The athletic dancing of Charlie Neshyba-Hodges is a standout in Twyla Tharp’s Frank Sinatra tribute Come Fly Away. Neshyba-Hodges plays Marty, a nightclub waiter who falls head over heels (literally) for a young patron (played by Laura Mead) in a sweet story of new love. The talented performer welcomed Broadway.com to his cozy dressing room at the Marquis Theatre, which he has filled with items to “create balance,” fulfilling his thoughtful philosophy that “the more comfortable you are in your home base the more daring and courageous you can be outside.” In this case “outside” means the Marquis’ stage. Make yourself at home in Neshyba-Hodges’ backstage space.
Photo by Jenny Anderson for Broadway.com
“This lightbulb is a reminder that sometimes in life we have to be inventive, creative, clever and think upside down, backwards and forwards. I find that important for my character, Marty, and also for me as a performer. Thinking outside the box can be a positive way forward.”
“I use this yarn as a show counter. It allows me to document the show on a personal level; it’s like a journal. I add one row per show, and it reminds me that each one is an important and special experience that shouldn’t be taken for granted or forgotten about.”

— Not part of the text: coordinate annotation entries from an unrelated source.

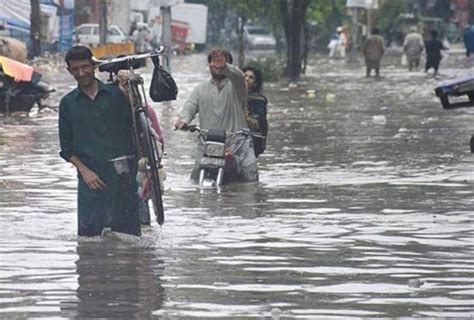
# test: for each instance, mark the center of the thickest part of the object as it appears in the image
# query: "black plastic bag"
(163, 87)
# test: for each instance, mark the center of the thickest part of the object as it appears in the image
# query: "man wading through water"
(95, 126)
(220, 102)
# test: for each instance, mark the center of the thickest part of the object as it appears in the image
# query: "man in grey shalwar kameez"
(413, 46)
(220, 103)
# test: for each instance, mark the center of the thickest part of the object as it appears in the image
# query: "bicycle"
(145, 143)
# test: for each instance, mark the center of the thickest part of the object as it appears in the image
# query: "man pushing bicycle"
(95, 126)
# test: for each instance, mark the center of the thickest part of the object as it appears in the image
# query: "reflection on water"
(364, 210)
(117, 282)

“The PEZ collection started when I was a very little boy. I have famous people sign them when they see the show. I let them pick which one they want to sign. Katie Holmes signed one when she came to see the show.”
“I sewed this stuff on the bed—my mom taught me how to do that. It reminds me of where I come from, and it keeps things honest and humble. I like the earthy tone of it—the green grass, the butterflies, mushrooms. They’re all things that can be very calming. It’s also a nice place for a good nap “
“This is a picture of me and my partner Adam on the very first day we met. The best friend who set us up on a blind date took the picture with her phone. I think that it’s really special that we have a shot of the very beginning. I also like to have this in my dressing room because it reminds me that there’s a life outside of the show, which is just another way of providing balance.”